Six years' porridge. Dridex not laundry soap – it's a Trojan

An employee of Barclays Bank who laundered thousands of pounds on behalf of Moldovan cybercriminals was yesterday sentenced to six years and four months behind bars in Blighty.

According to the Crown Prosecution Service, Jinal Pethad, 29, from Edgware, London, UK, set up more than a hundred false accounts to launder money and maintained almost 200 on behalf of Pavel Gincota and Ion Turcan for two years.

Pethad's access allowed Gincota and Turcan to withdraw money from these accounts, and to move funds between them in order to launder it.

Pethad pleaded guilty at the opening of his case at the Old Bailey on Monday to conspiracy to conceal, disguise, convert, transfer or remove criminal property, contrary to section 1(1) of the Criminal Law Act 1977.

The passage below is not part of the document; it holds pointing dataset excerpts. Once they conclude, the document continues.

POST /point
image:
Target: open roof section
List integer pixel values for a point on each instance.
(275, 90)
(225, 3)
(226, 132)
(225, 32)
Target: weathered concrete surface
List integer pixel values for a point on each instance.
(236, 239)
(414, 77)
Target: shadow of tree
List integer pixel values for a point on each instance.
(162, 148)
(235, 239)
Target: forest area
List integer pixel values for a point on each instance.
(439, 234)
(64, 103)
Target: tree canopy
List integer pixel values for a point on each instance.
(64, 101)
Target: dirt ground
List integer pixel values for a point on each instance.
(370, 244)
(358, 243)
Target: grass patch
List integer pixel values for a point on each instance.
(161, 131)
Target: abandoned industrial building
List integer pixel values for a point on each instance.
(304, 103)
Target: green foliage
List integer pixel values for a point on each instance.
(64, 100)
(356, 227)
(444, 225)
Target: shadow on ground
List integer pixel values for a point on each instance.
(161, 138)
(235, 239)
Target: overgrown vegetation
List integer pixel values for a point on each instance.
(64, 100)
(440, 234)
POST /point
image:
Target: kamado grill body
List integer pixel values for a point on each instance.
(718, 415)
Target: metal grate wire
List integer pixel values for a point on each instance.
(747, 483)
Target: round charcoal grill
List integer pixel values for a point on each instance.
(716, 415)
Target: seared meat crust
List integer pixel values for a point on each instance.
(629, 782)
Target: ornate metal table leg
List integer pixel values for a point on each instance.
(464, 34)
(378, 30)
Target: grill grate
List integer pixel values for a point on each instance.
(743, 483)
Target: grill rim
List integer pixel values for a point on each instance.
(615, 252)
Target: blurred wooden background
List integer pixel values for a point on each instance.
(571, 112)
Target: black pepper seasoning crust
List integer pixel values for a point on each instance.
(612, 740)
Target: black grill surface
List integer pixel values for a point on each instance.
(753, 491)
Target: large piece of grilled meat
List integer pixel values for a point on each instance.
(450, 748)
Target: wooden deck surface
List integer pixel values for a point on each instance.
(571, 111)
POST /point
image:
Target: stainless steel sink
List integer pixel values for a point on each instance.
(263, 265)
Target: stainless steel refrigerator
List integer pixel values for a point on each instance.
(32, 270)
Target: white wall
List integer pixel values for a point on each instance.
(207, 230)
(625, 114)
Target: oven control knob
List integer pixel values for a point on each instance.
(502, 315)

A UK National Crime Agency statement said that Gincota and Turcan had stolen the cash by using the Dridex malware to record the bank details of people who opened their spam email attachment. Both pleaded guilty to conspiracy to possess false identification and conspiracy to launder money in October 2016. Gincota was jailed for five years and eight months, and Turcan received a seven-year sentence.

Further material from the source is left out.